Big data technologies are evolving at an exceptional pace. But your project may not need all-new technology. Maybe you can repurpose existing technology assets. Stay focused on managing your data. With a clear view of data management issues from an organizational and policy viewpoint, it should be relatively easy to choose the appropriate technology.

“Multiple CIOs report that the minute their agency announces an effort on big data (or any other major data activity), they are bombarded with calls from sales consultants who inquire and try to sell products and services,” Desouza says. “Having a clear focus on the goal of the project, which is to leverage data and manage it more effectively toward a business outcome, helps keep everyone focused.”

Step 15: If Necessary, Pull the Plug on Your Big Data Project

Sometimes big data projects fail. But it can be hard to pull the plug, given sunk costs. In these situations, failure to call it quits will not only make the situation worse, it could hurt the state of your entire IT department.

“One strategy suggested by a CIO is to outline clearly at the project’s beginning the conditions under which the project would be stopped,” Desouza says. “Thinking through these upfront not only helps in setting realistic expectations of the project, but also will sensitize the team to look for signals of trouble and discuss them openly during the team meetings.”

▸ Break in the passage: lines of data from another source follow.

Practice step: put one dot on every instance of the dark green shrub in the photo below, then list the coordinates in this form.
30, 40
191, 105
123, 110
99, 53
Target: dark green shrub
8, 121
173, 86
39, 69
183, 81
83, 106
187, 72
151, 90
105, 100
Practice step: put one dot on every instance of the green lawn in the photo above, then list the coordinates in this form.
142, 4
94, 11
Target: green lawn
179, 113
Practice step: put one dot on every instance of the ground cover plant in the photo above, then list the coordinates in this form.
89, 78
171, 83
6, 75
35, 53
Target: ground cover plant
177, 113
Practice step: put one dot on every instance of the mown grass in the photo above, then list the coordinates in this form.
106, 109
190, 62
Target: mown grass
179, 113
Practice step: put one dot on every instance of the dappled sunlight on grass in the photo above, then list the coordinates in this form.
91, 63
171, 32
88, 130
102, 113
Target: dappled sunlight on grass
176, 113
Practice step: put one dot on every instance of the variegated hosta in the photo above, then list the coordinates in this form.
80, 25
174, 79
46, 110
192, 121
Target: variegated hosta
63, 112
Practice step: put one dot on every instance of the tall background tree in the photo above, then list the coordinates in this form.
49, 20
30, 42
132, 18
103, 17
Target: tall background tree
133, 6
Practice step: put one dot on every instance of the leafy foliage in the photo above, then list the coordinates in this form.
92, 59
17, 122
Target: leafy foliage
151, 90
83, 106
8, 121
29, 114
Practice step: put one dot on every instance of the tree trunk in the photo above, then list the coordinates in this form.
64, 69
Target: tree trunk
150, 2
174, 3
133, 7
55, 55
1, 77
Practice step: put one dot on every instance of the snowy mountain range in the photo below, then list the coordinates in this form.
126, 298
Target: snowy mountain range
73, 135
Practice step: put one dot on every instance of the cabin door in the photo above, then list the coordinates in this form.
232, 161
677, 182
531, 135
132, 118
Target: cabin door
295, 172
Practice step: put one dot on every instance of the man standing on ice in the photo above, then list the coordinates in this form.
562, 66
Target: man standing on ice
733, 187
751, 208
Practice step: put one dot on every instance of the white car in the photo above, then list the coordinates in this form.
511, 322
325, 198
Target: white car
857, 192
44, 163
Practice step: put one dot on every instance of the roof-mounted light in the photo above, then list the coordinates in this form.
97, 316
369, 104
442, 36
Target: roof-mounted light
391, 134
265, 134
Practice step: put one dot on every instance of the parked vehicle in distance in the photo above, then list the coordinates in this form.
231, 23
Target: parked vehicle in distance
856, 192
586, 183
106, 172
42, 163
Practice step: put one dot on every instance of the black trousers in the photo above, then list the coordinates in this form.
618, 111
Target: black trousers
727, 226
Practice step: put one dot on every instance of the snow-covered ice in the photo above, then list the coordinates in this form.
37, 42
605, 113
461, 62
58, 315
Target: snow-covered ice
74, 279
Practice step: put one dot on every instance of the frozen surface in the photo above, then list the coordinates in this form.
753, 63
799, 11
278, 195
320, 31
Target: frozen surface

Stage 3: Post-Implementation of Your Big Data Project

Once your big data project is up and running, you’re not done. It’s time to review what the agency accomplished—including what went well, what failed and what could have been done better—and to plan for the next project.

Step 16: Conduct a Postmortem and Impact Analysis on Your Big Data Project

It is a good idea to document the entire project, including lessons learned from all stages, to retain the institutional knowledge you gained as a result. This information can also be shared with peers.

“One important element of conducting a postmortem is that it should not be used for evaluation or to point figures at individuals or events,” Desouza says. “Unless people are protected to share their true experiences and learning episodes, the postmortem exercise will not be of any value.” Also, conduct a thorough impact analysis to convey the value of the project, accounting for improvements in both process measures and organizational value measures. Once it’s done, publicize it.

Step 17: Identify Your Next Big Data Project

The results of your big data project and the lessons learned from it should help you identify opportunities for new big data projects. You’ll be able to build on the practices and processes you established with your first project. That said, give your team a little time to recover before plunging into the next project.

“One additional benefit of waiting before launching the next effort is that it gives CIOs more time to collect evidence on the performance and benefit of the first project,” Desouza says. “This information will help CIOs make a stronger case for the next project.”